私はクリシュナの捕虜として南側の陣営に他の捕虜の皆さんと一緒に周りを兵隊さんに囲まれています。……私の他にもこんなに捕虜にされて人がいただなんて、全然気が付かなかった。みんな怪我とか無くて元気そうだし、やっぱり野蛮なことされた人なんていないよね?
正面の北側のアテネスの陣営には、アテネスの捕虜になったクリシュナの軍人さんたちが居るはずです。
アテネスとクリシュナの二十日間の停戦協定と、それに伴う捕虜取引が成立し、私がアテネスに帰れることを聞いたのが昨日の夕方の話……朗報に跳び跳ねて喜んだ私でしたが、その事を私に告げた後いきなり泣き出してしまったシギュンさんに大慌てしちゃいました。
私がいくら何があったのか聞いても、シギュンさんは何も答えてくれなかったし……どうしたらいいのか分からなくてシギュンさんをぎゅーっと抱きしめたのだけど……本当にどうしたんだろう……
結局、シギュンさんはただお礼と祝福だけを私に言って昨日は一緒におやすみしました。心配だなぁ……大丈夫かな……
「……腕を出せ、拘束を解く」
「は、はい!」
クリシュナの兵隊さんに言われ、私は慌てて腕をお腹から離す。細い鍵を一本差し込む――それだけで、重い手錠はあっさりと私の腕から外されました。
「では、アテネスの陣営へ歩け。他の捕虜たちと歩調を合わせて、ゆっくりとな……慌てて走ると撃たれても知らんぞ」
「はい、ありがとうございます」
手錠を外してもらった腕をさすっていた私は、兵隊さんに促されて他のアテネスの捕虜の方達と一緒に歩き出します。
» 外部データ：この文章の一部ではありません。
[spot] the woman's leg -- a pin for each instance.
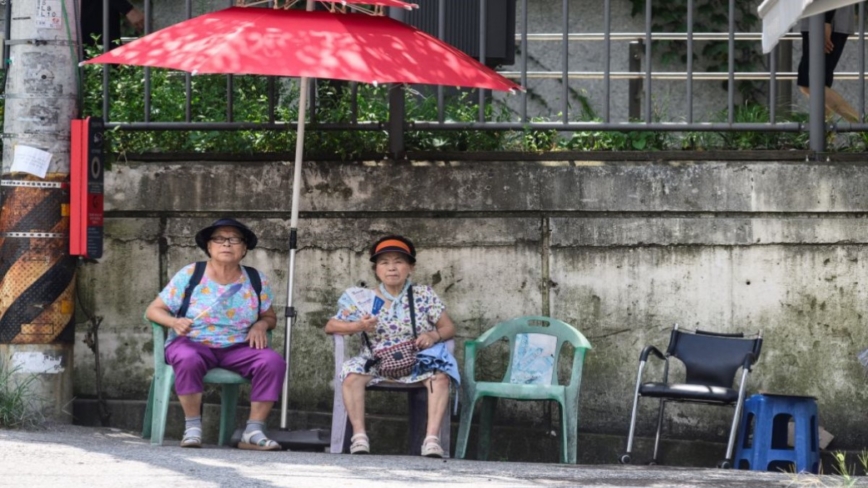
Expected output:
(266, 370)
(353, 389)
(438, 402)
(190, 361)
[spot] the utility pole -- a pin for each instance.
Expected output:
(37, 274)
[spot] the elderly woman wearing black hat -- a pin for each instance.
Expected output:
(385, 318)
(222, 323)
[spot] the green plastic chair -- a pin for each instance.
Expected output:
(157, 409)
(546, 388)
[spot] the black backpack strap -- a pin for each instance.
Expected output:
(198, 273)
(256, 283)
(367, 341)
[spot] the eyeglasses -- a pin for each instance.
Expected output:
(223, 240)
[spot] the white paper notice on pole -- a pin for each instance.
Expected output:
(30, 160)
(48, 14)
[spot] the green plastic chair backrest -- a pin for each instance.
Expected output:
(521, 331)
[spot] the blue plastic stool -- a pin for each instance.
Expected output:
(762, 435)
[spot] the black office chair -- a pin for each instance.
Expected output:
(711, 361)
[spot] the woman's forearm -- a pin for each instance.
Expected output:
(341, 327)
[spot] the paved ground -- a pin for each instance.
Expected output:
(65, 456)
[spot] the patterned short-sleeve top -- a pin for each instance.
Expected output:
(392, 327)
(228, 319)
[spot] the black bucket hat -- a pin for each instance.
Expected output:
(394, 243)
(204, 235)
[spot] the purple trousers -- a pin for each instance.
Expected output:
(191, 360)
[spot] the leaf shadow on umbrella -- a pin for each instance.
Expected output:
(351, 47)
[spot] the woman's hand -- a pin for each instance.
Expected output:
(426, 340)
(181, 325)
(367, 324)
(257, 335)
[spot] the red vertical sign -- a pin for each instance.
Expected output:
(86, 188)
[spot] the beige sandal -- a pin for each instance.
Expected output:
(360, 444)
(192, 437)
(431, 447)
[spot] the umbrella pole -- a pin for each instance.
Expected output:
(293, 240)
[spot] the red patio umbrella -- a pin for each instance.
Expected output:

あとは……リィやアルガスさん達の遺体と遺品も私達と一緒にアテネスに帰ることになっている。イリオスに戻ったら、改めて二人のお墓参りに行こうと思う。うん、絶対に行こう!
(でも、本当に私開放されたんだ……)
今、こうして荒野を歩いて改めて実感が湧いてきました。捕まった時、アテネスにはもう戻れないとかすごく痛い尋問をされたりするかも……とか考えていたのが嘘みたいだった。
それどころか、敵である筈の私にシギュンさんはとても親身になって優しくしてくれた。……初めてあった時は、脱走の人質にしちゃってごめんなさい、シギュンさん。
セフィちゃんも、彼女の名前を付けてあげたのが切っ掛けで仲良くなったし、いろんなことを勉強したり遊んだりしたし……それにリィ達のお墓にも案内してくれた。今じゃ私の第二の親友だ。ライガットさんと一緒に戦場に行っちゃっているらしいけど……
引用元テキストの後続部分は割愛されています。